We recently introduced our first feature titled Cookery Collections. It’s a web interface to a database of over 10,000 cookbooks and their corresponding recipe ingredients. It was a massive undertaking and we had no idea we would encounter so many obstacles.
Gathering the data
We utilized a number of resources for our recipe and ingredient gathering. Our primary tool was web scraping but we had to manually manipulate the data as it was coming in. We operated under the guidance of US and international copyright law that stipulates that recipes and their ingredient names are not protected but the measures and methods are.
A mere listing of ingredients is not protected under copyright law. However, where a recipe or formula is accompanied by substantial literary expression in the form of an explanation or directions, or when there is a collection of recipes as in a cookbook, there may be a basis for copyright protection. – Copyright.gov
We indexed cookery titles and ISBN’s from public libraries and various print publishing websites such as Penguin Random House and Bloomsbury. Book covers were gathered from web searches and retail sites such as Amazon and Indigo. Ingredient listings were gathered from individual recipe web pages and aggregate sites like eat your books.

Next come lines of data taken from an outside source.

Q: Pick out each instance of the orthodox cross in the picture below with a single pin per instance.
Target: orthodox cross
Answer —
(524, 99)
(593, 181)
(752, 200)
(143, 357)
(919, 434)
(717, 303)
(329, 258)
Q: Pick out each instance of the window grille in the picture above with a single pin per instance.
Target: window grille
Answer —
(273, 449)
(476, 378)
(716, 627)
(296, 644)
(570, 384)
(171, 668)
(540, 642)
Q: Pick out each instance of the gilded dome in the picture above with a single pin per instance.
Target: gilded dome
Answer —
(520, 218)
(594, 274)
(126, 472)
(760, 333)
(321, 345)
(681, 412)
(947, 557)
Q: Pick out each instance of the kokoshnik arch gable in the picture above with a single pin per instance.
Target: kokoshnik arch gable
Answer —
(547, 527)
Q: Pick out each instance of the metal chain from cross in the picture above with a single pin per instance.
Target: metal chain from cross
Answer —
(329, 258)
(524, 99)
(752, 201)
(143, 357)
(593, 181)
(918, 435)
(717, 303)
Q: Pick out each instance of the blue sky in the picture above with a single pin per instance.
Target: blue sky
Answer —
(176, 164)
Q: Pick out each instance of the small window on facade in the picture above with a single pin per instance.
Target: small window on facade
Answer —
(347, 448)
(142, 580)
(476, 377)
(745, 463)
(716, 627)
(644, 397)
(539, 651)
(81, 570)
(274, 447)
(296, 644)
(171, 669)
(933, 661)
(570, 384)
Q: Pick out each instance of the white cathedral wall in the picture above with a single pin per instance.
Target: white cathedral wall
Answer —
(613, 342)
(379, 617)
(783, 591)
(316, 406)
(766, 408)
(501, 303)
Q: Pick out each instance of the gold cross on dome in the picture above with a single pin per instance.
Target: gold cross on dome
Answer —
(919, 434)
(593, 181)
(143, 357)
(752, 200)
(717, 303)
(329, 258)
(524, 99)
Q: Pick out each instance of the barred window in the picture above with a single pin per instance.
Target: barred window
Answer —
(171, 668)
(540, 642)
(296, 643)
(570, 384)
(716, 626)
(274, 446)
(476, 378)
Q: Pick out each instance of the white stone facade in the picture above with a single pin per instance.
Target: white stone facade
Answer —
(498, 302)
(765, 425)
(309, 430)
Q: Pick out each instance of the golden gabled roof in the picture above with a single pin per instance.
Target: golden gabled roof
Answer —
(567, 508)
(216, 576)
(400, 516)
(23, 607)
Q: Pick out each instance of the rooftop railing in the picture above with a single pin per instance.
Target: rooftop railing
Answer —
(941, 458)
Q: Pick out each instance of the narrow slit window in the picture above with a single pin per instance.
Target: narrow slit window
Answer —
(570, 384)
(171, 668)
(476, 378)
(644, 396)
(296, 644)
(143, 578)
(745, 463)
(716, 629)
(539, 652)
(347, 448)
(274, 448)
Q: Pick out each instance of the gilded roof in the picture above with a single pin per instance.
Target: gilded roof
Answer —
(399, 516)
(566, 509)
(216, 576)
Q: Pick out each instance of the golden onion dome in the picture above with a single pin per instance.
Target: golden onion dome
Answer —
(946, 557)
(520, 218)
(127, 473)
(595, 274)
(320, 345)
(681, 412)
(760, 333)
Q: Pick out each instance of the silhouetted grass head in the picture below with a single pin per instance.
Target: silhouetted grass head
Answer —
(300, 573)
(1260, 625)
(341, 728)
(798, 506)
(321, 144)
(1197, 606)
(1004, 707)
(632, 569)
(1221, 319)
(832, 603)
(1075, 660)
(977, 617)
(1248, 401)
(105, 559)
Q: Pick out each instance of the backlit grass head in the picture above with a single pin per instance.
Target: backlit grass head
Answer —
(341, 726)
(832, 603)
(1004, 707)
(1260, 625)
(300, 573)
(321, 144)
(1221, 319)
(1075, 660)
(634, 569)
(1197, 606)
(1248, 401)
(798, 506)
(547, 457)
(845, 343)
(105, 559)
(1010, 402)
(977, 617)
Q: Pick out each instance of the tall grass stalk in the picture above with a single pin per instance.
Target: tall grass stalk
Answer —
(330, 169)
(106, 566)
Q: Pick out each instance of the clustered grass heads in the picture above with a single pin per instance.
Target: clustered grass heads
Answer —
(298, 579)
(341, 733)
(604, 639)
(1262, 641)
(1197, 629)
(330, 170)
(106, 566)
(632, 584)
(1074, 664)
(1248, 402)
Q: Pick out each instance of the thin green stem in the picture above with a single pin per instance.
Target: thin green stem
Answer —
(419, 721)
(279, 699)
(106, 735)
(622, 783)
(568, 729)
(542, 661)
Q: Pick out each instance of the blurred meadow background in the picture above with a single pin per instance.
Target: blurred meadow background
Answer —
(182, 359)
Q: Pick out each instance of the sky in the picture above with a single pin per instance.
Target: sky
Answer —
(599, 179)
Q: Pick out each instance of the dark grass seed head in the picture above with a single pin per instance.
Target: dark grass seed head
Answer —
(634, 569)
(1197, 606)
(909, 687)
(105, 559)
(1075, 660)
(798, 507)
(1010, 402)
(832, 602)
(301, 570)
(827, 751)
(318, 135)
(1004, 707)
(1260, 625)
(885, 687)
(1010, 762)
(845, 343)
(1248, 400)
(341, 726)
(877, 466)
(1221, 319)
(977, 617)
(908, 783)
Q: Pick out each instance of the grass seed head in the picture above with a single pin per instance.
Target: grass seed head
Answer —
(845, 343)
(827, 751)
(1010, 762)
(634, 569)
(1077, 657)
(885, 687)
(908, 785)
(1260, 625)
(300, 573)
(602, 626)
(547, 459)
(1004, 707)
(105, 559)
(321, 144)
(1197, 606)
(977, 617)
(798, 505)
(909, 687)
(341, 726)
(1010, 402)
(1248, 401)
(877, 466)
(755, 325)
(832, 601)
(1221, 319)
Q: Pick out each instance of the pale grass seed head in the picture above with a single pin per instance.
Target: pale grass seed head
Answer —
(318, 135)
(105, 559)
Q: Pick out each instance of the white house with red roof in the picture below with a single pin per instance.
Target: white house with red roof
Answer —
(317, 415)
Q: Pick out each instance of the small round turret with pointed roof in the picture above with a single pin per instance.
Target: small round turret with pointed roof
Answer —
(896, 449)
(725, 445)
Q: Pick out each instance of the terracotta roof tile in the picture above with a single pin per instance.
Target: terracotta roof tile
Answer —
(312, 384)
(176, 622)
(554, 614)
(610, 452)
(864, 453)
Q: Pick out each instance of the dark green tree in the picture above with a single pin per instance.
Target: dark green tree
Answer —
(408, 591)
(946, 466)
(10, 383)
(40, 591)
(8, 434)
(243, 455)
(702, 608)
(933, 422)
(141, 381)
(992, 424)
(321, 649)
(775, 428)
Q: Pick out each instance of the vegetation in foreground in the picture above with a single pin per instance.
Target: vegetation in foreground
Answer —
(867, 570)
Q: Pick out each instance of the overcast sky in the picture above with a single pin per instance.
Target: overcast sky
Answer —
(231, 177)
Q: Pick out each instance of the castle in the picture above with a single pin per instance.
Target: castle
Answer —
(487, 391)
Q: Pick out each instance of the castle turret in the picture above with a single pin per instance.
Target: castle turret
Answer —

Results – Here is what we gathered
Notable issues with the data
Cookery ingredients can be either very regional or vague. For instance, we have approximately 11,000 recipes that contain the phrase ‘black beans’. If we drill deeper we expose variations of this including the following:
- Black Bean Sauce With Garlic
- Canned Black Beans
- Black Bean Paste
- Black Bean Paste With Chiles
- Black Bean Dip
- Tinned Black Beans
- Canned Seasoned Black Beans
- Black Bean Cooking Liquid
- Calypso Black Beans
- Dried Black Beans
- Cooked Black Beans
- Black Bean Garlic Sauce
- Chile Black Bean Garlic Sauce
- Canned Black Bean Puree
- Chinese Salted Black Beans
- Black Bean Salsa
- Black Beans
- etc…
Clearly ‘Tinned Black Beans’ and ‘Canned Black Beans’ are regional phrases describing the same thing but what about ‘Black Beans’, ‘Cooked Black Beans’ or ‘Cooked Seasoned Black Beans’?. Is the author referring to a regional product or are they using a regional phrase to describe a generic food? At this stage we aren’t certain but we will address that once we’ve processed our 1,2M recipes. Stay tuned.
Why is it important to standardize this data?
There are a number of reasons to standardize the names of whole food ingredients. The team at Google X describe it well in this article. For our project, we need standardized whole food data so that we can map all of our upcoming features and function to the unique food entities. Short term goals include:
- Enable users to search for recipes containing key words such as ‘beans’ or ‘black beans’. If the user is in the UK they may use the phrase ‘tinned’ but in the Americas they may use ‘canned’ or ‘jarred’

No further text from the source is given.